The USSF announced in December 2013 a four-year contract extension through 2018, but the successful World Cup was followed by poor performances. The U.S. was knocked out by Jamaica in last year's Gold Cup semifinals and lost to Mexico in a playoff for a Confederations Cup berth. The team rebounded to reach this year's Copa America semifinals before losing to Argentina 4-0. But this month Mexico beat the Americans 2-1 at Columbus, Ohio, in the first home qualifying loss for the U.S. since 2001.

And last week, the Americans were routed in Costa Rica, their largest margin of defeat in qualifying since 1980. They dropped to 0-2 for the first time in the hexagonal, as the final round of World Cup qualifying in North and Central America and the Caribbean is known.

While there is time to recover, given the top three teams qualify for the 2018 tournament in Russia and the fourth-place finisher advances to a playoff against Asia's No. 5 team, players seemed confused by Klinsmann's tactics, such as a 3-4-1-2 formation used at the start against the Mexicans.

"Today we made the difficult decision of parting ways with Jurgen Klinsmann," Gulati said. "There were considerable achievements along the way ... but there were also lesser publicized efforts behind the scenes. He challenged everyone in the U.S. Soccer community to think about things in new ways, and thanks to his efforts we have grown as an organization and expect there will be benefits from his work for years to come."

The U.S. had not changed coaches in the middle of qualifying since the USSF made the position a full-time job and hired Bob Gansler in 1989 to replace Lothar Osiander, who also at the time was a waiter at a San Francisco restaurant.

Klinsmann made controversial decisions, such as dropping Landon Donovan from the 2014 World Cup roster while taking along relatively inexperienced players such as John Brooks, Julian Green and DeAndre Yedlin.
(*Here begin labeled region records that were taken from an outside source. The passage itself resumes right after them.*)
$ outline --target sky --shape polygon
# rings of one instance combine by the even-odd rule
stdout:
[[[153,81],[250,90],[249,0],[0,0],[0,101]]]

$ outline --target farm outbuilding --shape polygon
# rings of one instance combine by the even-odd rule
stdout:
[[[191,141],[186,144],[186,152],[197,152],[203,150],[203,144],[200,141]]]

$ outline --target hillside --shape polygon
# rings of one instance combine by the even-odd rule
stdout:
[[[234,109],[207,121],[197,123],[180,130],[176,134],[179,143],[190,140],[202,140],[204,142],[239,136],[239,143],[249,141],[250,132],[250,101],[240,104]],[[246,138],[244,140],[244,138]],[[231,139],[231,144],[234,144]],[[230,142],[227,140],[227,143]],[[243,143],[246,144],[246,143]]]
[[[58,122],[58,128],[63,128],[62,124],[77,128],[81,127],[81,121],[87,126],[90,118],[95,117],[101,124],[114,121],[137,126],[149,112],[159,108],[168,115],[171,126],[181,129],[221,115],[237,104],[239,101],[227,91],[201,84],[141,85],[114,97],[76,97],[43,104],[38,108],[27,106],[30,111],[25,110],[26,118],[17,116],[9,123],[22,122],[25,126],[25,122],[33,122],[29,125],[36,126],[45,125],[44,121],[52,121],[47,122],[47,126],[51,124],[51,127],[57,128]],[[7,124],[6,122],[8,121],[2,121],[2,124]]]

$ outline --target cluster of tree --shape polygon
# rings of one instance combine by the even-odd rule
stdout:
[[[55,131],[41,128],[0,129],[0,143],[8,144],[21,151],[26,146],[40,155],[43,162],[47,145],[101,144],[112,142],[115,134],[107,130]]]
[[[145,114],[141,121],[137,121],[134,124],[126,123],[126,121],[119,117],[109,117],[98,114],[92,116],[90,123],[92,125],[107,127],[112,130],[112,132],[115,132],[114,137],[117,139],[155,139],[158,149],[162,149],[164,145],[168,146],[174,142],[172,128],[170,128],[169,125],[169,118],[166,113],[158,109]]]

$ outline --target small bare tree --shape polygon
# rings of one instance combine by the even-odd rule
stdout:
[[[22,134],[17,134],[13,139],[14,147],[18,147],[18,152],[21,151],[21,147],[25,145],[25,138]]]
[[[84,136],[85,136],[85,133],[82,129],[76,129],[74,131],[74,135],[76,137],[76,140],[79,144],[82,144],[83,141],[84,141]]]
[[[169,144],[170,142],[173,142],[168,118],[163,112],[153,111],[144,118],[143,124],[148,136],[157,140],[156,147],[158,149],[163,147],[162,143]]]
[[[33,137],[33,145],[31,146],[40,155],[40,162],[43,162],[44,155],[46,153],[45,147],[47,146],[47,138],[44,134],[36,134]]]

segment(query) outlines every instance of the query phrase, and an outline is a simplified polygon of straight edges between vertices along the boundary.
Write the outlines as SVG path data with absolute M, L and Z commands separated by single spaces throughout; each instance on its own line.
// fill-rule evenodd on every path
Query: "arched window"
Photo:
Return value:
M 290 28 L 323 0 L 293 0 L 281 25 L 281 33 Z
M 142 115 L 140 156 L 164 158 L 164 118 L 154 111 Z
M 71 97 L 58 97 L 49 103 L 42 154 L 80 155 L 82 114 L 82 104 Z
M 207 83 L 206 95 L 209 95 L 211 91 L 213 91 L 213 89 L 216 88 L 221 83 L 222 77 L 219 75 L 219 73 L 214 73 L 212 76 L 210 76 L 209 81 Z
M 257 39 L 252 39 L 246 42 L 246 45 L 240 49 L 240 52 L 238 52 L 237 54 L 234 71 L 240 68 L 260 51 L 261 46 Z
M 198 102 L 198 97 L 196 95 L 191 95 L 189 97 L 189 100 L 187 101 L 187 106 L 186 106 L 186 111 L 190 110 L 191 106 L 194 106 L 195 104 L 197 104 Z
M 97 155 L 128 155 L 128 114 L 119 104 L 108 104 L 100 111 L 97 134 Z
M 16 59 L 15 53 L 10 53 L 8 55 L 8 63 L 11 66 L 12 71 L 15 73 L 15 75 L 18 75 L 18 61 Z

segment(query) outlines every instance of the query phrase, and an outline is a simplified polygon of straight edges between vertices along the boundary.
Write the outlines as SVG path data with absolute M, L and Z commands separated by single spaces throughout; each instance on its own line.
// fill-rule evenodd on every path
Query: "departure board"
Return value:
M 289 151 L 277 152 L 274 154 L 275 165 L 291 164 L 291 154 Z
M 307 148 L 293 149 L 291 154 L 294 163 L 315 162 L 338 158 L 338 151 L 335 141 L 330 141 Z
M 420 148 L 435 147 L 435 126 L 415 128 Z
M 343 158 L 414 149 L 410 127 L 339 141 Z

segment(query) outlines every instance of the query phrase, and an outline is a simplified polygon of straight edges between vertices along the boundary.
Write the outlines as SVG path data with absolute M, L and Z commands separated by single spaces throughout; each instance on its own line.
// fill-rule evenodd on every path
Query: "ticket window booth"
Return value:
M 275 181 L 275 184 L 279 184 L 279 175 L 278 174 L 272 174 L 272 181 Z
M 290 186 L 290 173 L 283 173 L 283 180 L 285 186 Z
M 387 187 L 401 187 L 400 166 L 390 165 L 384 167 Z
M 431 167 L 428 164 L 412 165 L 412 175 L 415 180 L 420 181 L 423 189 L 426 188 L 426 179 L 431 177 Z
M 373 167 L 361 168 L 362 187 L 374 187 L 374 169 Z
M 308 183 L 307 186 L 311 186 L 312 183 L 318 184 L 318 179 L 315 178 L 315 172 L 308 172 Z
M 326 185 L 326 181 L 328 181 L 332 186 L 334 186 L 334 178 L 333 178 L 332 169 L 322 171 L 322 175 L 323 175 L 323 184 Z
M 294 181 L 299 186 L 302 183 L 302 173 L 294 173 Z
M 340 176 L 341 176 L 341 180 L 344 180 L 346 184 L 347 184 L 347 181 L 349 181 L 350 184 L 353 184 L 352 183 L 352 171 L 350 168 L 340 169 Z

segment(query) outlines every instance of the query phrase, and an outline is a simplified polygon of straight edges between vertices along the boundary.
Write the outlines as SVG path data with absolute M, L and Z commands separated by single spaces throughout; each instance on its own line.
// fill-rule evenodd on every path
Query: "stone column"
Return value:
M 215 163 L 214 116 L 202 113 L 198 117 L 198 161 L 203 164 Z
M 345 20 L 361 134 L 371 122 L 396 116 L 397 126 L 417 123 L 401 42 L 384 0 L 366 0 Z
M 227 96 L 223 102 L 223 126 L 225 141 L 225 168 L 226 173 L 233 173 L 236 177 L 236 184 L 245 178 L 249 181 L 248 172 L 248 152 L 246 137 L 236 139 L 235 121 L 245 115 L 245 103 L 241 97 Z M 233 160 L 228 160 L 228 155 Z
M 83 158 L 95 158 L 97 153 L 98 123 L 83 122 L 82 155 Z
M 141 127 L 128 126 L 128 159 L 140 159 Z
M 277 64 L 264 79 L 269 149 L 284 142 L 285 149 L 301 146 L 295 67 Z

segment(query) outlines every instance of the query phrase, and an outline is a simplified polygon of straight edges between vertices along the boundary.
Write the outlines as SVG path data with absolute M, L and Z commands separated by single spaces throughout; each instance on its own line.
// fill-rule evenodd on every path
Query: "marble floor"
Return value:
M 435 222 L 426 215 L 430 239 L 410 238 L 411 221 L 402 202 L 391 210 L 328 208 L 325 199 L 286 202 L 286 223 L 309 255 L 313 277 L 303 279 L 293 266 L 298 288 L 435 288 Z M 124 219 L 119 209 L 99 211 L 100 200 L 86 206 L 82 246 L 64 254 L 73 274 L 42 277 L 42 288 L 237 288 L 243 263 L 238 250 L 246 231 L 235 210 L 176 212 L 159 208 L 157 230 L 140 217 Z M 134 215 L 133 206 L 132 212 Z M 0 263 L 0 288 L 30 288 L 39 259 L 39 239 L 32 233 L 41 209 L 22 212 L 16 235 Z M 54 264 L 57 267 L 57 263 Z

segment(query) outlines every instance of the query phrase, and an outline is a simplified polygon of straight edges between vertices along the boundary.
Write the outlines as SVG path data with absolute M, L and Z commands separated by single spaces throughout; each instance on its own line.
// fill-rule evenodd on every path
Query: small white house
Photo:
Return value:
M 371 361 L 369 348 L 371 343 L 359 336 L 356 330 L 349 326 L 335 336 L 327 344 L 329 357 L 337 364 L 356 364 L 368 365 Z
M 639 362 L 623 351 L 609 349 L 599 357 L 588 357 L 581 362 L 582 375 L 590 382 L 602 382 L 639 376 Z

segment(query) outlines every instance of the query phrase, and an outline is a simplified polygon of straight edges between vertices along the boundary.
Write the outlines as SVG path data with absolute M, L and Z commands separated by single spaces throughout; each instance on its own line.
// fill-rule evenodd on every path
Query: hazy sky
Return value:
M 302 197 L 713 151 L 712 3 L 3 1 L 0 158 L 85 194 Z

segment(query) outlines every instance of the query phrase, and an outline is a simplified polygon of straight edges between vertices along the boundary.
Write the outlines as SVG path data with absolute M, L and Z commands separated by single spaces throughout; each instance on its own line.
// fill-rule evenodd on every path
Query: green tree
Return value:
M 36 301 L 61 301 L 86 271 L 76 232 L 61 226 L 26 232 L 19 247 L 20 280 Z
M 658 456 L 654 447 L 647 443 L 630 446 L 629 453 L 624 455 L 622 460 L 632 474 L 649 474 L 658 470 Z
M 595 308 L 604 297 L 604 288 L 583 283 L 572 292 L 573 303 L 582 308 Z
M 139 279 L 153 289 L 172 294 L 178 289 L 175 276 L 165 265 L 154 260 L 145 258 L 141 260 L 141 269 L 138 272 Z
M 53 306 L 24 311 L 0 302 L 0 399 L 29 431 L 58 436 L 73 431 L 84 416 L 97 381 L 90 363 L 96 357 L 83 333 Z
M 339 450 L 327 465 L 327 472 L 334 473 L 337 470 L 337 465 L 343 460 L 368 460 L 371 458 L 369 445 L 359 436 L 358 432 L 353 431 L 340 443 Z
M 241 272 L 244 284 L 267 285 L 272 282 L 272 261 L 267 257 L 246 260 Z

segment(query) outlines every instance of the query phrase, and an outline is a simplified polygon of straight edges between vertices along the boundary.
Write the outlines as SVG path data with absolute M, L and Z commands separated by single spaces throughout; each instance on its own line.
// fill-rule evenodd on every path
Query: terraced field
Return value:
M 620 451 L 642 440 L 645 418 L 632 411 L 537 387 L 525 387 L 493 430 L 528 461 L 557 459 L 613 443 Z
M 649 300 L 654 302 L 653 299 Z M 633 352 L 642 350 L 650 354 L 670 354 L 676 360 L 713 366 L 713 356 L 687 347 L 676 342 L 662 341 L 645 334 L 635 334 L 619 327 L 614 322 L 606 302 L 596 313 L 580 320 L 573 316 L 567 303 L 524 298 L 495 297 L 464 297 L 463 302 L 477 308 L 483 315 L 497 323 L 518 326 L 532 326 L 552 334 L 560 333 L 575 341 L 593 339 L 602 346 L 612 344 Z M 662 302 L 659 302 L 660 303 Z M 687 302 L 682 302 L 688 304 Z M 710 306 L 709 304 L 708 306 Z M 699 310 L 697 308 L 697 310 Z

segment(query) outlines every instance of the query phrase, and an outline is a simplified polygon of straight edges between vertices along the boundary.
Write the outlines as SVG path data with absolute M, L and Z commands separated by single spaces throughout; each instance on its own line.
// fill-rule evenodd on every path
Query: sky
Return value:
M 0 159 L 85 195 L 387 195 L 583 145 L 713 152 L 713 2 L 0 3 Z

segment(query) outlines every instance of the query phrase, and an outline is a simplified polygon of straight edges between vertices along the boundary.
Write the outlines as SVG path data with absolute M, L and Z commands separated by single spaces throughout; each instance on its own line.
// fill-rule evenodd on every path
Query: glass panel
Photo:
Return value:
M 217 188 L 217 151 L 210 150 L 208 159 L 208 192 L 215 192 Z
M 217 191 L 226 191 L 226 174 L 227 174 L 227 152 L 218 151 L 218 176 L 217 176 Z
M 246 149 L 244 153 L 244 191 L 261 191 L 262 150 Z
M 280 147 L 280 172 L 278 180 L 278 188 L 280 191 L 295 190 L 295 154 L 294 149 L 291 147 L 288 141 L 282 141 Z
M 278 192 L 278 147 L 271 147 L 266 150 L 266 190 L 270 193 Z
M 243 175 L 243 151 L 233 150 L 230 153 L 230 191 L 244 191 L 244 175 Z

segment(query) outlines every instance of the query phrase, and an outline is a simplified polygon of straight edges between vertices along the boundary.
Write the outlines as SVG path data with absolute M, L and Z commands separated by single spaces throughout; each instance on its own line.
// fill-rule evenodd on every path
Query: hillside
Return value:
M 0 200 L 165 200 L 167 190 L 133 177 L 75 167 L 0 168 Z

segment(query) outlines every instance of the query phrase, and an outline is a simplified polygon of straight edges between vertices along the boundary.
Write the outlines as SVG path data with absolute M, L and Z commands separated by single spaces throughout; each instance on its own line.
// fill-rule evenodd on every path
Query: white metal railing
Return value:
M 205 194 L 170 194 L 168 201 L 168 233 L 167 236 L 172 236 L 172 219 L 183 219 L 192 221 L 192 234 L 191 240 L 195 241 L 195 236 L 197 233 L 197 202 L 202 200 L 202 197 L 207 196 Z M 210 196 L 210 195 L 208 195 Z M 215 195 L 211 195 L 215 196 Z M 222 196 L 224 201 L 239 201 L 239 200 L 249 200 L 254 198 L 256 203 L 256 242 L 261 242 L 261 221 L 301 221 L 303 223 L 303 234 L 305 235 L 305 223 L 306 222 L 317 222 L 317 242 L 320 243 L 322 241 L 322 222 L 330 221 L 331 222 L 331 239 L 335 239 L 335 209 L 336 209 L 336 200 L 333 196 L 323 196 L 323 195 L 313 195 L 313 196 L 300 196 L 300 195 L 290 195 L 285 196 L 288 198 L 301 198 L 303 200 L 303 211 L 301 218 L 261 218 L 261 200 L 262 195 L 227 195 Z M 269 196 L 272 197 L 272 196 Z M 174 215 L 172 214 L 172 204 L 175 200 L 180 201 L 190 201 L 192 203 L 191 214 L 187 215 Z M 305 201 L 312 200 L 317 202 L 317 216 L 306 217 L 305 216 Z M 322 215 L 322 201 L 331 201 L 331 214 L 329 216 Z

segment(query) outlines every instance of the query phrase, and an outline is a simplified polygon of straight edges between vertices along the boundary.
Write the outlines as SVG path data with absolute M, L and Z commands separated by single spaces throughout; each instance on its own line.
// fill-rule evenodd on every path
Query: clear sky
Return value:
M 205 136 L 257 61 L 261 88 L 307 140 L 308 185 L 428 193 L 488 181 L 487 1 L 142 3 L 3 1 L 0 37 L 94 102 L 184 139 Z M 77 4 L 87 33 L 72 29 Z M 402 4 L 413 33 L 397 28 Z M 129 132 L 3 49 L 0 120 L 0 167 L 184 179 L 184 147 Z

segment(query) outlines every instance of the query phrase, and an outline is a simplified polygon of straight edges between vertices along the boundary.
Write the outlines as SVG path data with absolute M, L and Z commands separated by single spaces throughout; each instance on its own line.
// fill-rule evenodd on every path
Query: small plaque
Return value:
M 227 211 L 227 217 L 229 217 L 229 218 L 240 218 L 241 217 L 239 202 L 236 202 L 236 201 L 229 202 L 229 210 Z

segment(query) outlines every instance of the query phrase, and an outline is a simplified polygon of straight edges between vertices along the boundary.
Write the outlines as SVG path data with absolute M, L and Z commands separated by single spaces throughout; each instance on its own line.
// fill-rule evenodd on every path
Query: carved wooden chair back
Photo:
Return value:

Brooks and Green were among five German-Americans on the 23-man U.S. World Cup roster, which drew criticism from some in the American soccer community.

He coached the team to a 55-27-16 record, including a U.S.-record 12-game winning streak and victories in exhibitions at Italy, Germany and the Netherlands. He has worked in the past year to integrate more young players into the lineup, such as teen midfield sensation Christian Pulisic, Bobby Wood and Jordan Morris.

Arena, a 65-year-old wisecracking Brooklynite known for blunt talk, was inducted into the U.S. National Soccer Hall of Fame in 2010. He coached the University of Virginia from 1978-95, then coached D.C. United to titles in Major League Soccer's first two seasons before losing in the 1998 final. As U.S. coach, he led the Americans to the 2002 World Cup quarterfinals in the team's best finish since 1930.

He was let go after the team's first-round elimination in 2006. Gulati unsuccessfully courted Klinsmann, who won the 1990 World Cup with West Germany and the 1996 European Championship with Germany, then coached his nation to the 2006 World Cup semifinals.

When Gulati and Klinsmann couldn't reach an agreement, the USSF hired Bradley, who coached the team to the second round of the 2010 World Cup. A year later, the Americans stumbled in the Gold Cup, and Klinsmann replaced Bradley.

Arena coached the New York Red Bulls of MLS from July 2006 to November 2007, then was hired the following August by the Galaxy. He led the team to MLS titles in 2011, '12 and '14.